As part of this third stage providers should be asked to complete a spreadsheet showing the financial assumptions and pricing of the contract. However, the pricing should take no part in the initial prioritising that results from stage three. Instead the examination of the pricing mechanism should form a separate exercise - stage four.

This involves an intimate examination of the costings and assumptions made by the listed providers. The provider who tops the prioritisation list is considered first. During this stage the provider has to discuss all their assumptions in arriving at the price and be prepared to agree new assumptions with the commissioner if agreement can be reached. This should be an open and honest exercise on both sides and would lead into annual open book accounting that re-examined those assumptions.

The assumptions would cover costs based on local conditions, registration and administrative matters, staffing issues and quality and management measures as well as surpluses or profits and agreements about how they are used. This leaves significant control with commissioners to detail quality as well as cost, and ties providers to the result.

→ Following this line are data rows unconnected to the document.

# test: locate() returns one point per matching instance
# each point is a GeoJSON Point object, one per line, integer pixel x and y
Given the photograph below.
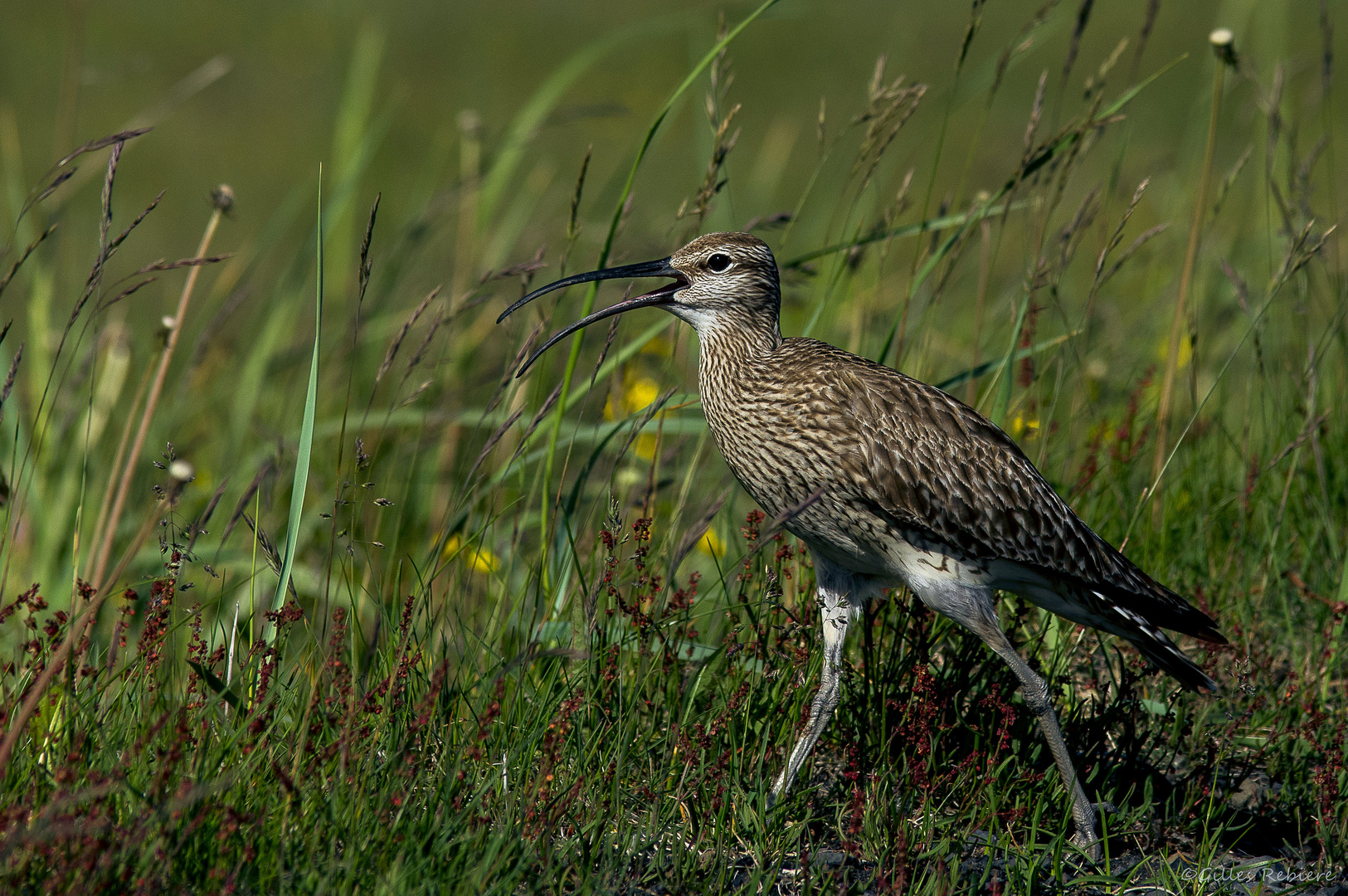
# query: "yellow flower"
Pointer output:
{"type": "Point", "coordinates": [638, 392]}
{"type": "Point", "coordinates": [1022, 425]}
{"type": "Point", "coordinates": [479, 558]}
{"type": "Point", "coordinates": [711, 544]}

If the most preferred provider and the commissioner cannot agree, the process continues with the next most preferred provider.

This fourth stage gives both transparency and a statement of expectation. If assumptions are agreed the price drops out at the bottom of the spreadsheet and no-one can disagree as to how it was arrived at. This is a powerful weapon for government-funded organisations needing to show the costs of care and a good comparator of commissioning across the country for the Audit Commission.

The fifth stage sees the final contractual negotiation and the signing of the contract, and includes the implementation plan.

The sixth involves the implementation and monitoring of the contract, including an annual examination of the accounts and original assumptions. If a provider has been paid to train 30 staff to NVQ Level 2 and failed to do this they would have to account for this failure and may face penalties. Equally, if local labour conditions altered significantly and the provider was justified in seeking an increase to meet higher staff costs this would be addressed, although the case would have to be made.

This process to deliver Best Value also leads to a better assessment of the "soft" parts of a care product. Although the focus is not initially on finance it becomes so once quality is assured and assumptions agreed. Open-book accounting will lead to a more open and honest approach to funding issues with true partnership and ownership. The results, geared to quality and flexibility, would be contractual agreements that give full control to the commissioner while reassuring providers of a fair, shared vision for service delivery.

Nigel Walker is director of home care at Housing 21.